Prof. Tuttle is so nice and approachable, not snobbish at all despite his impressive credentials and track record. The class isn't terribly easy, but it's doable if you do the work and if you take advantage of office hours. His lectures are a little hard to follow at times, and the readings are dense, so you'll definitely want some time to devote to this class. That said, he is a very generous grader.
Professor Tuttle is the absolute best professor I have had at Columbia. He is very laid-back and approachable, which is remarkable, especially at a university like Columbia. He genuinely seeks to instill a greater understanding of Tibet in a historical and modern context, and does so without imposing his own bias. About 75% of our class was of Asian descent, the vast majority being Chinese students and national minorities. Given this class composition, the course and the discussion could have taken several bad turns at times, but Professor Tuttle de-politicized it which was key. He encourages students to criticize his book and addresses the critiques, helping to build our understanding. A leader in his field and a great guy, couldn't ask for a better professor.
He's very nice, very fair about grading.

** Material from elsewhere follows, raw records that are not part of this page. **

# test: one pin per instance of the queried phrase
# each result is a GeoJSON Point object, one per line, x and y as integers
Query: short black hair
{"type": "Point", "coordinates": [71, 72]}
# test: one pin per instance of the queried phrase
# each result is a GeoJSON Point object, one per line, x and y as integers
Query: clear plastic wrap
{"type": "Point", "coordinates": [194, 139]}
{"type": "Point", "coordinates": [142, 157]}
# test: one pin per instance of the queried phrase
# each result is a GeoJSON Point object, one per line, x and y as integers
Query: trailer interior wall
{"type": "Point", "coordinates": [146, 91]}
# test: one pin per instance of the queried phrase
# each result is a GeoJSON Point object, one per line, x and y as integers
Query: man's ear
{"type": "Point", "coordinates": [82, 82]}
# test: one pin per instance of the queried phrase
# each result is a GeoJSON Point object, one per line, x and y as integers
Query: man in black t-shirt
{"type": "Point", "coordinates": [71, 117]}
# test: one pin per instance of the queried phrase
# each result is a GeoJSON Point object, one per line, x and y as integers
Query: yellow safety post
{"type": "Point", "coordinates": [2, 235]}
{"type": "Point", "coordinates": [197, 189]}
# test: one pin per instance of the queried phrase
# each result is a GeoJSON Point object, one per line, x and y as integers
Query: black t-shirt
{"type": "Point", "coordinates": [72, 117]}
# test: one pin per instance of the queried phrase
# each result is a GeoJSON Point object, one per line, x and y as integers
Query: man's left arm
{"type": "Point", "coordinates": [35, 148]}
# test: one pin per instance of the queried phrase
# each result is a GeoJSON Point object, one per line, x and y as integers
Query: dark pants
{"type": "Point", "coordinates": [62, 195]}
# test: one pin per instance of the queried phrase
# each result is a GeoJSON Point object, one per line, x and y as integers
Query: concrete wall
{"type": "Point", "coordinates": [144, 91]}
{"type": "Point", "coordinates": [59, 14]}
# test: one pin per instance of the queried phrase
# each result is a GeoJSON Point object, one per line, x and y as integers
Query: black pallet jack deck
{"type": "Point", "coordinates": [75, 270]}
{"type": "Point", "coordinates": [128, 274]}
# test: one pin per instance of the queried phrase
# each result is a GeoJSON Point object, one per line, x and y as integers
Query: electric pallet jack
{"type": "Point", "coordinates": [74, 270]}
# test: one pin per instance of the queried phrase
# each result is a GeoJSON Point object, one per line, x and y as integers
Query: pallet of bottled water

His lectures are kind of confusing, but at test-time he gives you a list of terms/ essays to outline in advance; you realize you've learned a lot more than you thought. Professor Tuttle is completely unpretentious and definitely extremely knowledgable in his field; at the same time, he's really eager to learn what others think about Tibet and about their travels there. He ends every lecture (often early) with time for the class to respond and ask questions. He is flexible; when the class was pretty confused about the paper assignment, he devoted extra time to outlining what he expected and extended the deadline a full week!